Do ponto de vista pedagógico, no retorno às aulas será fundamental o estabelecimento de ações de acompanhamento que se mostrem viáveis na identificação daqueles que mais precisam de ajuda para superar a defasagem de aprendizagem. A avaliação sobre a possibilidade de manutenção de algumas das práticas remotas incorporadas à rotina escolar no período de distanciamento social também será promissora, especialmente em se tratando das que colocaram os estudantes em condição de protagonismo. Enfim, reduzir os prejuízos devido à pandemia e fazer com que o engajamento nos estudos seja retomado será um desafio completamente novo para os educadores que, seguramente, será vencido, pois a capacidade que possuem de fazer malabarismos na defesa dessa causa está sendo provada e comprovada em cada dia desses tempos difíceis que vivenciamos.

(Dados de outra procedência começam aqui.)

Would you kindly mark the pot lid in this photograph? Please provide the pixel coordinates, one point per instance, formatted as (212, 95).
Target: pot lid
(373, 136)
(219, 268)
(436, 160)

É na perspectiva de contribuir para que a lida de cada um de nós, nas nossas respectivas salas de aula, seja mais suave na nova etapa que se aproxima que Química Nova na Escola traz neste número artigos com temáticas atuais e abordagens de ensino inovadoras. A questão étnico-racial, que vem ocupando manchetes em veículo de comunicação do mundo inteiro desde o final de maio, após a morte do afro-americano George Floyd, está presente em três artigos: o primeiro apresenta os resultados de uma experiência na formação inicial de professores de química relacionada à implementação de iniciativas didáticas pautadas na lei 10.639/2003 (“Propostas de ensino de química focadas nas questões étnico-raciais: uma experiência na licenciatura e seus desdobramentos para o nível médio”), enquanto o segundo discute possibilidades de associação entre o ensino de química e a educação escolar quilombola (“Quente e frio: sobre a educação escolar quilombola e o ensino de química”) e o terceiro enfatiza elementos de transformação científica e social presentes na culinária brasileira (“A comida como prática social: sobre africanidades no ensino de química”).

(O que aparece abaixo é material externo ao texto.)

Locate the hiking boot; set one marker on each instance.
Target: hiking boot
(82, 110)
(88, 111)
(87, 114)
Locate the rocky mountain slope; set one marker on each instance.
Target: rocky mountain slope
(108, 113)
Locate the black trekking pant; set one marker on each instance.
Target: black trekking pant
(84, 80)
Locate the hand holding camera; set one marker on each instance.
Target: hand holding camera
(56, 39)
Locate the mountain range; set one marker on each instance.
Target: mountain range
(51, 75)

Relatos de atividades didáticas concretizadas com base nas tecnologias de informação e comunicação compõem o leque de assuntos da revista (“A química do petróleo: a utilização de vídeos para o ensino de química no nível médio” e “A ciência e os esportes: explorando a aerodinâmica com o auxílio artístico de nanoPutianos por meio de tirinhas”), assim como o ensino com base na aplicação de jogos (“Jogo pedagógico para o ensino de termoquímica em turmas de educação de jovens e adultos” e “Mineropólio: uma proposta de atividade lúdica para o estudo do potencial mineral do Brasil no ensino médio”) e de textos de divulgação científica (“Abordagem do tema biocombustíveis no ensino médio: textos de divulgação científica em foco”).
Por fim, o entendimento de estudantes da educação básica sobre a natureza da ciência, que tem sido exaustivamente abordado por pesquisadores da área de educação, dada a sua importância, é discutido no artigo “O teatro de temática científica em foco: impactos de uma intervenção didático-pedagógica nas visões distorcidas de alunos do ensino médio sobre a natureza da ciência”.
Desejamos que esta edição de QNEsc encontre todos os leitores com saúde. Cuidem-se bem!